100 miliardi di euro e leadership in Europa per l'Italia, il gioco d'azzardo rappresenta una sorta di oscena tassa sulla speranza e la disperazione. Lo stato incassa 8 miliardi da questo sintomo patologico, il 4% del pil nazionale, 3 milioni di cittadini sono a rischio Ludopatia, 15 milioni totali di giocatori, 800 mila schiavi del gioco.

Il gioco d'azzardo e le macchinette mettono a rischio i pensionati, sia uomini che donne, il 17% di giovani che si avvicinano alle slot più per noia, per gusto del rischio o per emulazione. I fenomeni che maggiormente spingono le persone anziane a  perdere la pensione alle slot-machine è il vuoto delle loro giornate, la solitudine. I nostri vecchi, inoltre, lo fanno anche per disperazione e a causa della crisi economica, cercando di sfidare la fortuna, spesso la vincita non accade e i loro risparmi finiscono nelle casse dello stato e dei loro "affiliati" .



La ludopatia (o gioco d’azzardo patologico) è stata definita una malattia, chi ne soffre non è capace di resistere all’impulso di giocare d’azzardo o fare scommesse, anche se il paziente è conscio del fatto che proseguendo a giocare si andrà incontro a gravi conseguenze. Il bisogno e la dipendenza crescono al punto che chi è affetto patologicamente da ludopatia, pur di continuare a dedicarsi al gioco d’azzardo e alle scommesse, arriva a trascurare studio e lavoro, in alcuni casi arrivando persino a commettere reati come furti o frodi.

La ludopatia può avere come conseguenza gravi problemi finanziari, compromissione dei rapporti e separazioni o divorzi famigliari, oltre che la perdita del lavoro, in casi estremi  i ludopatici arrivano anche a togliersi la vita. Di recente, il DDL 13/9/2012 n. 158 (art. 5), ha inserito la ludopatia nei livelli essenziali di assistenza (Lea), con riferimento alle prestazioni di prevenzione, cura e riabilitazione rivolte alle persone affette da questa patologia.

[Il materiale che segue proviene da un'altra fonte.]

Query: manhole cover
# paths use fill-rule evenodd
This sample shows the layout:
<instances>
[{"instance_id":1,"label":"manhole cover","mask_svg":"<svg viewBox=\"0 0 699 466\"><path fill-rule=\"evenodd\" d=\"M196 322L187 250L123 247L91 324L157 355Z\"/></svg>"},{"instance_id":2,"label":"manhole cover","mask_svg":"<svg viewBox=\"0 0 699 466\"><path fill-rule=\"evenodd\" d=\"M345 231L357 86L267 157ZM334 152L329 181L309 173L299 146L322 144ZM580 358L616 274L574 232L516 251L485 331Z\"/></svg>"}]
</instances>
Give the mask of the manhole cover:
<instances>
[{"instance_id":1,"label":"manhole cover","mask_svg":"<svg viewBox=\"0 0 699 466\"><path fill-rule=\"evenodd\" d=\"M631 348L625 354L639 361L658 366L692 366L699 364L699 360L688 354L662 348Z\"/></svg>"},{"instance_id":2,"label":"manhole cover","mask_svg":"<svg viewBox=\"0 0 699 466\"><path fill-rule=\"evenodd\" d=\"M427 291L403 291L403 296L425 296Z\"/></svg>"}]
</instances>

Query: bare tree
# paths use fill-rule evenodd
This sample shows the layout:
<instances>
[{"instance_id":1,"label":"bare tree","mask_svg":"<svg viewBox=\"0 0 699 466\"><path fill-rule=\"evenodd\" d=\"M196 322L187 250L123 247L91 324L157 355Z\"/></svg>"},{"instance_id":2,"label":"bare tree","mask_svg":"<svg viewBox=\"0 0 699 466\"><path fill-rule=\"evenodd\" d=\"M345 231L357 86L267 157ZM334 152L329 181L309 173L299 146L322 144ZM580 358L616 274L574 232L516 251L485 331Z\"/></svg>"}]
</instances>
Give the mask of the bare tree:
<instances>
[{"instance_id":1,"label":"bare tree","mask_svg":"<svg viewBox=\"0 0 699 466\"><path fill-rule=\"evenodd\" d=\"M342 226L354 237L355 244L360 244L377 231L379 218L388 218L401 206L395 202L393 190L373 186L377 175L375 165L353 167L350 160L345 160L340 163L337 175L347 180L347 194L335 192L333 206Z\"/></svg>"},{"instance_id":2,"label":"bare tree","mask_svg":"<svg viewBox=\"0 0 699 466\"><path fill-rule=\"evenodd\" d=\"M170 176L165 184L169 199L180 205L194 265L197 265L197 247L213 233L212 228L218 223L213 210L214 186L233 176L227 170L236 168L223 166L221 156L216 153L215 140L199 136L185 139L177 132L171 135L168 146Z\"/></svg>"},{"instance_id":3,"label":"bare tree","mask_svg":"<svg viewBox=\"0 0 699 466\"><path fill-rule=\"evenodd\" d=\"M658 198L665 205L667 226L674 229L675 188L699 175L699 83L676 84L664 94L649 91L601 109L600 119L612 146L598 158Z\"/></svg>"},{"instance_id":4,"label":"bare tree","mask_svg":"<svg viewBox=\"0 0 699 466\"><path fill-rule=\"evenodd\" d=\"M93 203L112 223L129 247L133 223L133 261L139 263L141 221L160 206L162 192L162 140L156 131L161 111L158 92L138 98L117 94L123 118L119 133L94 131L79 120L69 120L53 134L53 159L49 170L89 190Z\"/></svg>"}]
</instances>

Secondo alcuni autori, la ludopatia è la patologia da dipendenza a più rapida crescita tra i giovani e gli adulti.

Abbiamo utilizzato il termine "gioco d'azzardo" in quanto si definisce in questa forma il gioco il cui risultato  dipende maggiormente da eventi fortunati, ed in minima parte da eventi legati all'abilità del giocatore, nel momento stesso in cui si scommettono soldi sul risultato per vincere altri soldi. Ovviamente la legge italiana non permette il gioco d’azzardo ad eccezione di giochi a cui lo stesso ha concesso una  deroga.

Attualmente in Italia il gioco d’azzardo è governato dall’AAMS, Amministrazione autonoma dei Monopolio di Stato, che affida la gestione a delle aziende tramite un bando di gara. Al momento le aziende concessionarie di slot e video lottery sono 12, esse danno lavoro ad oltre 5mila imprese, utilizzate  per installare le macchinette nei vari bar e locali, per un settore che conta 120.000 addetti e interessa il 4% del Pil nazionale.

"Le macchine (slot-machine) prevedono una vincita per il giocatore del 75% e non sono tarate come molti asseriscono senza alcuna fondatezza", lo afferma Parlati (Confindustria Sistema Gioco Italia), ospite a Mattino Cinque in diretta su Canale 5, dicendosi tra l'altro fiero del fatto che i costruttori italiani di macchinette distruggi-famiglie sono anche molto apprezzati all'estero e la richiesta è molto alta.